Excerpted From: Tiye A. Gordon, The Fancy Trade and the Commodification of Rape in the Sexual Economy of 19th Century U.S. Slavery, University of South Carolina (2015) (Master's thesis) (87 Footnotes (Full Document)

TiyeGordonAt an early age, my mother instilled in me an awareness of the African American experience under bondage. I recall her telling me about the treatment of the many black bonded victims—young and old, male and female—of slavery. My mother’s commitment to educating me about our ancestral history had a lingering effect on me as a scholar and an individual, but more importantly, as an African American woman. Looking back, I did not appreciate or understand her purpose in revealing our ancestral past, but now, I do. She equipped me with the knowledge to combat the American conspiracy of silence around slavery and black women’s sexuality.

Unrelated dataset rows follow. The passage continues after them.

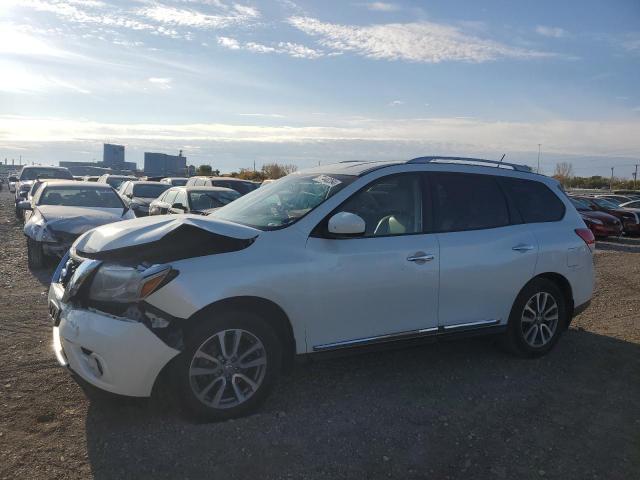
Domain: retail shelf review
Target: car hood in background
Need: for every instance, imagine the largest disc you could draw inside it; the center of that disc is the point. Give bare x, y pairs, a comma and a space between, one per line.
604, 217
164, 238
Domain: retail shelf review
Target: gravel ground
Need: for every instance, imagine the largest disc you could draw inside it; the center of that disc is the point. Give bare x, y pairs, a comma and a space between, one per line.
458, 409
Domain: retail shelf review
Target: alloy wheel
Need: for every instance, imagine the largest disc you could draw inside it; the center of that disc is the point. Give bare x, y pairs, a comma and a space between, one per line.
228, 368
539, 319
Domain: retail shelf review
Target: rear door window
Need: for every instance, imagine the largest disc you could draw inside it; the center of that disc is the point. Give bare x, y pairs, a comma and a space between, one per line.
464, 201
534, 200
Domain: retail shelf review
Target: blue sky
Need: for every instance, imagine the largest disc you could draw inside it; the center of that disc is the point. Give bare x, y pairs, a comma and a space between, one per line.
304, 82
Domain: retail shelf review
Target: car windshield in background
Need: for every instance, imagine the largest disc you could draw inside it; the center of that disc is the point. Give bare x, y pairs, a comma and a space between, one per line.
149, 191
282, 203
116, 182
603, 203
80, 197
35, 173
210, 199
580, 204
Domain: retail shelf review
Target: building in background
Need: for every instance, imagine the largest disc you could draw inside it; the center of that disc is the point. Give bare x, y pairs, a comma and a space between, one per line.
163, 165
112, 162
113, 156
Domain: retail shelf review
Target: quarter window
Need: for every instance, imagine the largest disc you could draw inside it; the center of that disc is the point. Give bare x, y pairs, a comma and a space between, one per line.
467, 202
534, 200
391, 205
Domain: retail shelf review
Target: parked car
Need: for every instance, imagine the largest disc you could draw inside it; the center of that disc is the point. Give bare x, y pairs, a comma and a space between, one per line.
196, 200
175, 181
139, 194
60, 211
635, 204
12, 183
30, 174
630, 220
617, 199
340, 256
601, 224
114, 180
241, 186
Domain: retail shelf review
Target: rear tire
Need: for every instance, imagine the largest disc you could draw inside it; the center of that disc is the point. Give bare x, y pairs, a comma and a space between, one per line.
35, 255
230, 362
537, 319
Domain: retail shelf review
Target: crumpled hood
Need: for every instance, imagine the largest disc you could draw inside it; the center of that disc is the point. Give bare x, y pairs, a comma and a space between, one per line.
144, 230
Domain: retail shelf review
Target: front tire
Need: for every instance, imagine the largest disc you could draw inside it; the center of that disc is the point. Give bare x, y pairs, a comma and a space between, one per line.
35, 254
538, 317
230, 362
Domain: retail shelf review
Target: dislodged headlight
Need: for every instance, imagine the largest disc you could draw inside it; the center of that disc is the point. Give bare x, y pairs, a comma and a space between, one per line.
115, 283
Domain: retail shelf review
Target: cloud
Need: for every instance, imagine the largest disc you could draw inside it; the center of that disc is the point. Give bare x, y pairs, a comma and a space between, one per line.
295, 50
382, 6
239, 15
161, 82
554, 32
425, 42
462, 135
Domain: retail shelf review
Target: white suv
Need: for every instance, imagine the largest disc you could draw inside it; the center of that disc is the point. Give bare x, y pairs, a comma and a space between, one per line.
344, 255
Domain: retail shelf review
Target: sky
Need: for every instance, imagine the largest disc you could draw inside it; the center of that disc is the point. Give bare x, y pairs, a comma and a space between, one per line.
307, 82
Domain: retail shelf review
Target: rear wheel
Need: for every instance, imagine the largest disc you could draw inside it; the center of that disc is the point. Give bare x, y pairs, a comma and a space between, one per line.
538, 317
35, 254
228, 366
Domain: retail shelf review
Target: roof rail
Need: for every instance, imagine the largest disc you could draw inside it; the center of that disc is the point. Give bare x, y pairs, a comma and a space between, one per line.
471, 161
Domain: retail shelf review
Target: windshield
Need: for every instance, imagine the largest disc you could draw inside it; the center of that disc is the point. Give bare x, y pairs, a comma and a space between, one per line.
205, 200
146, 190
34, 173
115, 182
603, 203
80, 197
284, 202
580, 204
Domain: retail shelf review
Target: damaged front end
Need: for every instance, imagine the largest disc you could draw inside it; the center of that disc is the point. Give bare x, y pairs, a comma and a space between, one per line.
119, 291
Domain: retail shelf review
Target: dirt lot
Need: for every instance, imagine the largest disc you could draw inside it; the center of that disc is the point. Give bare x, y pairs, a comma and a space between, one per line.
455, 409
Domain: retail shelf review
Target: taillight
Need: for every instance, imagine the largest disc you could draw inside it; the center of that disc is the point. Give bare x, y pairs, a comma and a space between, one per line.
587, 235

Thus, I present to the reader a historical analysis of slavery as a way of understanding African American women’s collective sexual histories. For, as one scholar wrote, “Without a vocabulary to describe slavery, contemporary black women have been without a voice to describe and confront the history of sexual…expropriation and exploitation that slavery entailed.” The following essay explores rape and desire in what Adrienne Davis, legal historian at Washington University, has labeled the sexual economy of slavery, here defined as the interplay of sex and “markets of the antebellum South [that] seized enslaved women’s intimate lives, converting private relations of sex into political and economic relations.” In asserting slavery studies in this manner, the scholar is presented with the complex dilemma of depending on veiled private relations of sex and sexual desire to make claims about social and public structures of power. As a remedy to this problem, I will use Anna Clark’s term, “twilight moments,” or “those sexual practices and desires that societies prohibit by law or custom but that people pursue anyhow, whether in secret or as an open secret.”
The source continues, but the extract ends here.